Esta es la belleza
“Ésta es la belleza de la consagración: es la alegría, la alegría…”, dice el Papa Francisco el 8 de julio de 2013 en un encuentro con seminaristas, novicios y novicias. Y les dice el Papa: “¡No hay santidad en la tristeza!” ¡Así de claro y así de categórico! La tristeza es absolutamente incompatible con la santidad. “No estéis tristes como
“La alegría no es un adorno superfluo, es exigencia y fundamento de la vida humana.” Acabamos de decir hace un momento que la alegría es Jesús y Él es exigencia y fundamento de mi vida y ahí está mi alegría.
“En el mundo -dice el Documento- con frecuencia viene a faltar la alegría. No estamos llamados a realizar gestos épicos ni a proclamar palabras altisonantes, sino a testimoniar la alegría que proviene de la certeza de sabernos amados y de la confianza de ser salvados.”

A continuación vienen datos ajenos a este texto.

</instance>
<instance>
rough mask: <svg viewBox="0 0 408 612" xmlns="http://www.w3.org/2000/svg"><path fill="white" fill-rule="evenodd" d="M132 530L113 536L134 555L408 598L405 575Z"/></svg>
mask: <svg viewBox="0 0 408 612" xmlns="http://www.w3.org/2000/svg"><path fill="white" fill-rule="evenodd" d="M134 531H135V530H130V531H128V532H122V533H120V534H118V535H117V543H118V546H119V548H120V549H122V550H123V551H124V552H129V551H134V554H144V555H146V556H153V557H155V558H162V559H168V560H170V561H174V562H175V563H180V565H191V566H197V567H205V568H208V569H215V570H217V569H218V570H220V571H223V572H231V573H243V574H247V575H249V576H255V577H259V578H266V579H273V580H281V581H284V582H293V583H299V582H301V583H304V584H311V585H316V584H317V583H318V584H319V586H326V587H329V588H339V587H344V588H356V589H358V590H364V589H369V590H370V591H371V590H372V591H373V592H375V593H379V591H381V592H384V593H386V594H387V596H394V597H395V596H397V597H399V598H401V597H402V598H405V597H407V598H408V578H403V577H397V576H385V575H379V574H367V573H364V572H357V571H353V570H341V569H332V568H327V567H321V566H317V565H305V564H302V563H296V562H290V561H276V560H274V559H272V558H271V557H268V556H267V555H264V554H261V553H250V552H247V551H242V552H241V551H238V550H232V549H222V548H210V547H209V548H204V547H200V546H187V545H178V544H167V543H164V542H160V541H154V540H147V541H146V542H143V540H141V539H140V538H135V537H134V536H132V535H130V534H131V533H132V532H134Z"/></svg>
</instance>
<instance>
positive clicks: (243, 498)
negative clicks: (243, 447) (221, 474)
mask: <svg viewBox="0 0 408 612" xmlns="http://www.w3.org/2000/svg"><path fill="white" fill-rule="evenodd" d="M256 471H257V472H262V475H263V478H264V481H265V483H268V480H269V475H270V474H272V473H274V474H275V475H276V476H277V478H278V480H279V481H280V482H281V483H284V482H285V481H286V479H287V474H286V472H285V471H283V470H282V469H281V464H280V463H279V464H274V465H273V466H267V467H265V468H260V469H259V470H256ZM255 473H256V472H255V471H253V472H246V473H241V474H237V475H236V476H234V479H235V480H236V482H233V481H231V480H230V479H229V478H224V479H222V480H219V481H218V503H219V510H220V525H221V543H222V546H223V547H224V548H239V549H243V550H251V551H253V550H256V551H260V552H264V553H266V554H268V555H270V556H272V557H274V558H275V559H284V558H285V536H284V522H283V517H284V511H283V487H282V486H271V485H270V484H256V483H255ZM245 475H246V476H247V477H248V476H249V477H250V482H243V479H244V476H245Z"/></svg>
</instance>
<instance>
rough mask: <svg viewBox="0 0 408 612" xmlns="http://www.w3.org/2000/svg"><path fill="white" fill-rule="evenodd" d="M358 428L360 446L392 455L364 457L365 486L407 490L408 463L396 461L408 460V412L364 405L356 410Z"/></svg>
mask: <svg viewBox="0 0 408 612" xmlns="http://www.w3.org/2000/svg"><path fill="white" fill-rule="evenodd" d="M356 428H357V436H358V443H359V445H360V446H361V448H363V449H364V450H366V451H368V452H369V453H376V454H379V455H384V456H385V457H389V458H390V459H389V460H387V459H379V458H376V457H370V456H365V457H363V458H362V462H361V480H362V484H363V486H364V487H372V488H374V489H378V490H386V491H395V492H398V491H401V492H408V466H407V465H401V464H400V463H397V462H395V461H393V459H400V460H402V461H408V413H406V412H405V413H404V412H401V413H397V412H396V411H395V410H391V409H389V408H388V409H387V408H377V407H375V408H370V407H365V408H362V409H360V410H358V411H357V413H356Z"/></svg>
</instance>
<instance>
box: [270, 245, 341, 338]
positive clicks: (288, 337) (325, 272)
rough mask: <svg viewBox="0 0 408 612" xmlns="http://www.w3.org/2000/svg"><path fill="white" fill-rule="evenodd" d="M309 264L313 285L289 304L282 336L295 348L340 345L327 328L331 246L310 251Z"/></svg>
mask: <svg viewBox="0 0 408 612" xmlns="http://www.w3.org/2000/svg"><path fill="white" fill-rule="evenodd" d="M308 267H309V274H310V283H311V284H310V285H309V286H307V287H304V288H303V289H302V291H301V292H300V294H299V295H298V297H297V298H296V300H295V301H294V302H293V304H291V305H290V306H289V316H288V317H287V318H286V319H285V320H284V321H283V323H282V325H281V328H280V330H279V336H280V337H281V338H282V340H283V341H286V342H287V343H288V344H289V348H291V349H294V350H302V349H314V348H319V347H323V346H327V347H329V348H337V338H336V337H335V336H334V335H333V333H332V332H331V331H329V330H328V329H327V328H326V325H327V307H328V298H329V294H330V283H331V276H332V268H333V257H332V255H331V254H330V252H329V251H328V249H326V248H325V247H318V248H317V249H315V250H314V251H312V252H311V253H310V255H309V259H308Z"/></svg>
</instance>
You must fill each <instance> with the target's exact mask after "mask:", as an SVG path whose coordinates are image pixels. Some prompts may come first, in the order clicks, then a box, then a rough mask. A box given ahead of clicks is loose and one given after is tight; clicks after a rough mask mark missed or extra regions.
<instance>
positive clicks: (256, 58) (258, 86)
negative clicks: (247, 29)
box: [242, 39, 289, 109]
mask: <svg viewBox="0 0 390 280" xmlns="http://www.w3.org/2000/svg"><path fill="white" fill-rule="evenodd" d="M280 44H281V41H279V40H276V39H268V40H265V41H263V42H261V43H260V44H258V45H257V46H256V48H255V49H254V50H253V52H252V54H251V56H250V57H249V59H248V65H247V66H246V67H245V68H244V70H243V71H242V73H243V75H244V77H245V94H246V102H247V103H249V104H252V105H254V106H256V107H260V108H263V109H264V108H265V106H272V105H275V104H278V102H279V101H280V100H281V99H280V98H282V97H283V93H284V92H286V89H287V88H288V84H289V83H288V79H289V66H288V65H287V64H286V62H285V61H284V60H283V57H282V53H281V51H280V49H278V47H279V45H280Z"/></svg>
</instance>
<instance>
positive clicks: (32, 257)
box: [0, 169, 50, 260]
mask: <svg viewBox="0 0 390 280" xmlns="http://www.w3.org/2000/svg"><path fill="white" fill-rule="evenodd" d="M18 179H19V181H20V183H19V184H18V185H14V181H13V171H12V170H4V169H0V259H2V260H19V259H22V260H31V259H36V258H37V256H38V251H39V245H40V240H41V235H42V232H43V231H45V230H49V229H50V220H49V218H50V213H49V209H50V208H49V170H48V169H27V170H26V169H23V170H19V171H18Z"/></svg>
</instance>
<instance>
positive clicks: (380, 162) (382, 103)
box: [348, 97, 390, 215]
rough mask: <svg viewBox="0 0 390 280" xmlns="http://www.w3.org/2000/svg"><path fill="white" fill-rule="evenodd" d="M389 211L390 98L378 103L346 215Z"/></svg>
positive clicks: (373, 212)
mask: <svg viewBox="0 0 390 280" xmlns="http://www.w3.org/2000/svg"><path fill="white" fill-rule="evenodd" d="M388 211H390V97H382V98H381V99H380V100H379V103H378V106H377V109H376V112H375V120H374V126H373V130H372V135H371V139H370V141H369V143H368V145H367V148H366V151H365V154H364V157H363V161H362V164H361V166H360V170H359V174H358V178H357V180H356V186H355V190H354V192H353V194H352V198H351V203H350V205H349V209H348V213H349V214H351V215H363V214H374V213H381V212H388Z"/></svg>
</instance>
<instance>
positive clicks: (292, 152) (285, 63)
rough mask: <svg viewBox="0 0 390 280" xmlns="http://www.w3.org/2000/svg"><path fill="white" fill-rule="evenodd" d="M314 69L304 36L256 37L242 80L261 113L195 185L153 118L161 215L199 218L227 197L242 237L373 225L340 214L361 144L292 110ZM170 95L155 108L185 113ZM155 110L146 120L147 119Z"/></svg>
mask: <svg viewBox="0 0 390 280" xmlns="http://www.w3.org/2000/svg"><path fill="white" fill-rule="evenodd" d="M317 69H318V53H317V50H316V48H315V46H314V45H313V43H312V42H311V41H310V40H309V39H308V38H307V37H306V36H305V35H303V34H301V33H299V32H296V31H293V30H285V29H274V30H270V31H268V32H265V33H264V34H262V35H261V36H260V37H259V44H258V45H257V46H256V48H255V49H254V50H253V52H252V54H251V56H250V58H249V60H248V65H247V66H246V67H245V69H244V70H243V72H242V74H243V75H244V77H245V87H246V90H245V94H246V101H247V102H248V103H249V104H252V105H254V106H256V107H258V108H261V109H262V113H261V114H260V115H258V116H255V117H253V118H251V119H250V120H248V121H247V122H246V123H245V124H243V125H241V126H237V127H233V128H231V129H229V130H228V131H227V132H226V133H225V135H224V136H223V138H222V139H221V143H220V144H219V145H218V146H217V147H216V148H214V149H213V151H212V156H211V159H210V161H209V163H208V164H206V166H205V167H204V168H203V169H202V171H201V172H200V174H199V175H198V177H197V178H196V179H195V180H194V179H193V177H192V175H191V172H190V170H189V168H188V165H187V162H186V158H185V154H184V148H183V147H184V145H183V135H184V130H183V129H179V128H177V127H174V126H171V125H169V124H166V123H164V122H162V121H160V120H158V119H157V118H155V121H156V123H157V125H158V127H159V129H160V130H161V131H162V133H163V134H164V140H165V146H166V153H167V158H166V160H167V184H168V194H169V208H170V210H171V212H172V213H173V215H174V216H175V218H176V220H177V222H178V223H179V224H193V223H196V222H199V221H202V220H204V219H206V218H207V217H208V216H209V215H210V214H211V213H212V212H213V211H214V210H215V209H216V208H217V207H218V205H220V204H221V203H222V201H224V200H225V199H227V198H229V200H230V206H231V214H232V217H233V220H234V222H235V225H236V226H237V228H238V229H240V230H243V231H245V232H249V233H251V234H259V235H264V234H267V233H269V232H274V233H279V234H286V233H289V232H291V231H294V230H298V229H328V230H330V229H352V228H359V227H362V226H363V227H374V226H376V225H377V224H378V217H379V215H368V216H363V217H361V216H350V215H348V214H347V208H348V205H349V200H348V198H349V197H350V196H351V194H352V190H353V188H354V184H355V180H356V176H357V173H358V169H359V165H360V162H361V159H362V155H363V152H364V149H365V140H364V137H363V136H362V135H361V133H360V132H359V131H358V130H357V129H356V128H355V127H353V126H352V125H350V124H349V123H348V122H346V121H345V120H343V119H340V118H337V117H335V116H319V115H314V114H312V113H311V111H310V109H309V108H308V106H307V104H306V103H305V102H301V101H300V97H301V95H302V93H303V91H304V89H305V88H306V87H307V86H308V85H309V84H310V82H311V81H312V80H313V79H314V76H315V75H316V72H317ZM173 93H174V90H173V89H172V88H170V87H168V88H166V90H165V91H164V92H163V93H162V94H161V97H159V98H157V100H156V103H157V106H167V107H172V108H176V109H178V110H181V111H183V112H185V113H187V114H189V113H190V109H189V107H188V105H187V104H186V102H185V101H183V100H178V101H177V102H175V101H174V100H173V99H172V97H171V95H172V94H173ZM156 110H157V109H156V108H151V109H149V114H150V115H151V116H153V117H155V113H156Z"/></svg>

¡Qué bonito es para nosotros oír esto en el magisterio ordinario de la Iglesia! Estamos llamados a testimoniar la alegría que proviene de la certeza de sabernos amados y de la confianza de ser salvados. Justamente eso es la esencia, la raíz de nuestro carisma, gritar al mundo eso: ¡que somos amados!
Sigo con el Documento: “nuestra memoria breve y nuestra experiencia frágil nos impiden a menudo alcanzar la ‘tierra de la alegría’ donde poder gustar el reflejo de Dios. Tenemos mil motivos para permanecer en la alegría, la cual se nutre en la escucha creyente y perseverante de la Palabra de Jesús: ‘para que mi gozo esté en vosotros, y vuestro gozo sea colmado (Jn 15, 11-20)…”
La tristeza y el miedo deben dejar paso a la alegría: ‘festejad… gozad… alegraos’, dice el profeta (Is 66, 10). Es una invitación a la alegría. Todo cristiano –dice el Papa Francisco- sobre todo nosotros, estamos llamados a ser portadores de este mensaje de esperanza que da serenidad y alegría: la consolación de Dios, su ternura para con todos. Pero sólo podemos ser portadores si nosotros experimentamos antes la alegría de ser consolados por Él…”
¿Por qué? Porque la ternura de Dios nos desarma, nos deja al descubierto, deja patente nuestra fragilidad y eso nos da mucho miedo. Preferimos permanecer en nuestra armadura, con todo perfectamente controlado, a quedarnos a la intemperie. Y la ternura de Dios nos deja totalmente vulnerables y a la intemperie, como un niño en brazos de su madre.